The pivotal hand came way back when play was nine-handed, after Marchese turned a set to eliminate Chris Moneymaker who held kings. He never really relinquished that chip lead and he emerged victorious for his first seven-figure score since December 2016.
"The field was a real mix of amateur and pro players," Marchese told PokerNews. "When it was down to like the finall three or four tables [yesterday] it's crazy how many good players were left. It had the feeling more like a High Roller field."
|1st||Tom Marchese||United States||$1,000,000|
|2nd||Jeremy Ausmus||United States||$650,000|
|4th||Freddy Deeb||United States||$319,200|
|6th||Conor Beresford||United Kingdom||$170,000|
|9th||Chris Moneymaker||United States||$80,000|
The day began slowly with a Sergi Reixach double, but ultimately it did not prevent him from becoming the first casualty of the day within the first level of the day. He was followed out the door by Fahredin Mustafov who got it in drawing dead against start-of-day chip leader Frank Stepuchin.
However, it was Tom Marchese who lead by the first break after taking chips off Stepuchin after turning a full house against a flopped flush.
"All the stacks outside of Frank were grouped together," Marchese told PokerNews shortly after his win. "I mean, I figured I would play a big pot against him at some point and that would kind of decide my fate.
"And I was lucky! I was on the right side of the cooler and that kind of propelled me all the way."
Another player making a run up the chip counts was a certain Chris Moneymaker, who sent Martin Mathis to the rail next to move up to just below nine million in chips.
Stepuchin finished off Day 3 by soaring up the leaderboard, but he was unable to recapture the form of yesterday and he lost the rest of his chips to Freddy Deeb after the latter had flopped top pair against Stepuchin’s pocket fives.
Marchese lead from Deeb and Moneymaker when the players were drawn around a single table, and there was quickly action as Sergio Aido doubled through Moneymaker with aces against ace-queen.
That saw Moneymaker plummet down the counts and he would bust in spectacular fashion, calling off a shove from Marchese with pocket kings only for his opponent to have turned a set. This gave Marchese a huge chip lead, holding 40% of the chips in play.

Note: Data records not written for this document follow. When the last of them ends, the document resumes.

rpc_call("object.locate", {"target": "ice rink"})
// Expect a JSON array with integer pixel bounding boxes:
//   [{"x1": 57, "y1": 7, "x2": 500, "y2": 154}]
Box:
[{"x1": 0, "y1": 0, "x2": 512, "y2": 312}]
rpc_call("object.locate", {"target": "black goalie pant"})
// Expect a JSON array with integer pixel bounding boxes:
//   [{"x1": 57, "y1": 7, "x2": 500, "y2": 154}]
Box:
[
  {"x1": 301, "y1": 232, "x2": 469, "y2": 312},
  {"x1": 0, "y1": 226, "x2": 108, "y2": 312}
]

"That was just super lucky for me," said Marchese. "He just re-raised pre-flop and I was getting a good price all the way. Then I was super fortunate to hit the two outer."

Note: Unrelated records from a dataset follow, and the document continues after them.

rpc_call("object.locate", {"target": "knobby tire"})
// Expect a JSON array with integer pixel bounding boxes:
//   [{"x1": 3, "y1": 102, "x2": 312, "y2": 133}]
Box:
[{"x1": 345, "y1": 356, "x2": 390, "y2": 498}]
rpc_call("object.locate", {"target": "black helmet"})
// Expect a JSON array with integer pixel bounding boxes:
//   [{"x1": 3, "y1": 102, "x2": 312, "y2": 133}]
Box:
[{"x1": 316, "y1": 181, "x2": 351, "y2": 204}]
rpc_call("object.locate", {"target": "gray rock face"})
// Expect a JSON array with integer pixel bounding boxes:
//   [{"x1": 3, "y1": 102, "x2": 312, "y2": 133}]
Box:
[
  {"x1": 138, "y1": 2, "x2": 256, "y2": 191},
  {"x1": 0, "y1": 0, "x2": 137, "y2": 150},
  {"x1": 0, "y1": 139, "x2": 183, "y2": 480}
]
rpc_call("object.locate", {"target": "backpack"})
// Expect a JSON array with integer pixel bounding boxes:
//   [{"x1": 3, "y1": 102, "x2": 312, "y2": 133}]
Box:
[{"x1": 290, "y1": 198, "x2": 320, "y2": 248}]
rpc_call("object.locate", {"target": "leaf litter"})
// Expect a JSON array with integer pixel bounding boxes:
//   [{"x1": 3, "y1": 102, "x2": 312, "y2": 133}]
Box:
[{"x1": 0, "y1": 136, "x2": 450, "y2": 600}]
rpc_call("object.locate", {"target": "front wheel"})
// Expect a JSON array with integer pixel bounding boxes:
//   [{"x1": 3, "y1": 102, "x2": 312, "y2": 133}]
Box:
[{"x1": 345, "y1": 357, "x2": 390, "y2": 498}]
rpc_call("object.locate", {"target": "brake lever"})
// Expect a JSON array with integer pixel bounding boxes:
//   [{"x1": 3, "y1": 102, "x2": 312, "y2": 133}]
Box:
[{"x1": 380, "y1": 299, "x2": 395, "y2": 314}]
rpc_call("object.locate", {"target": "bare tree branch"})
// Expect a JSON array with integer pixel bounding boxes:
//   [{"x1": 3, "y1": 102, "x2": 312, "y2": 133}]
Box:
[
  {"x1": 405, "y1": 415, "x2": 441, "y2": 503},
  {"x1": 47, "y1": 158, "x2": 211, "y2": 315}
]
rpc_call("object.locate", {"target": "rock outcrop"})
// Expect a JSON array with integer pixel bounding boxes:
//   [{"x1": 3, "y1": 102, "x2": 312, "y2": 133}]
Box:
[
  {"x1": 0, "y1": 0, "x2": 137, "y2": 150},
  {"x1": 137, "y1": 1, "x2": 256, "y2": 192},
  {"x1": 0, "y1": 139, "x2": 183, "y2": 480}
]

Duthweiler went next, losing a flip against Ana Marquez with who was slowly creeping up the chip counts. In fact, after further pots, she moved into second in the leaderboard with almost ten million but remained a distant second behind Marchese. However, the American reinforced his chip stack with the elimination of Rainer Kempe.
Marchese Works the Big Stack
Marchese might have half the chips in play, but there were still other players at the table. Jeremy Ausmus put his chips to good use shortly after returning from a break with the elimination of Conor Beresford, his jacks holding against the tens of the Brit.
Now it was Ausmus hot on the heels of Marchese, breathing down the neck of a chip leader who didn’t look like slipping up in post-flop play.
And he excelled pre-flop also, opening and calling a three-bet shove from Sergio Aido to send him to the rail in fifth and following that up with the elimination of Deeb in a classic blind on blind confrontation.
Now with 70% of the chips in play, Marchese was eyeing the shorter stacks. One of those was Ausmus’, but he would secure a vital double with tens against the ace-king of Marchese to halt the runaway train.
"I was fortunate to be on the right side of all-ins today. I mean when you have a big stack you're really able to put on a lot of pressure on people, and they're kind of forced to just take shorts at you."
Deep Stacks Short-Handed
That double by Ausmus would ensure that both he and Marchese sat on 100 big blind stacks, with Marquez further behind. She stuck around gamely but eventually fell in third place bringing it to heads-up play.
"You're always going to be a little worried about it slipping away," said Marchese. "But when that happens you have to really think about your current position. But you're still going to have chips three-handed and it's a great spot, so I can just keep putting pressure on and playing my game."
Ausmus doubled once through Marchese, but he seemed determined to close this one out. And after grinding his opponent down once more to around a 20 big blind stack, he called off a shove with ace-jack; turning an ace to leave his opponent drawing dead and Marchese the latest partypoker MILLIONS champion.
"We'll see if this really lights the fire and motivates me to go to more stops!"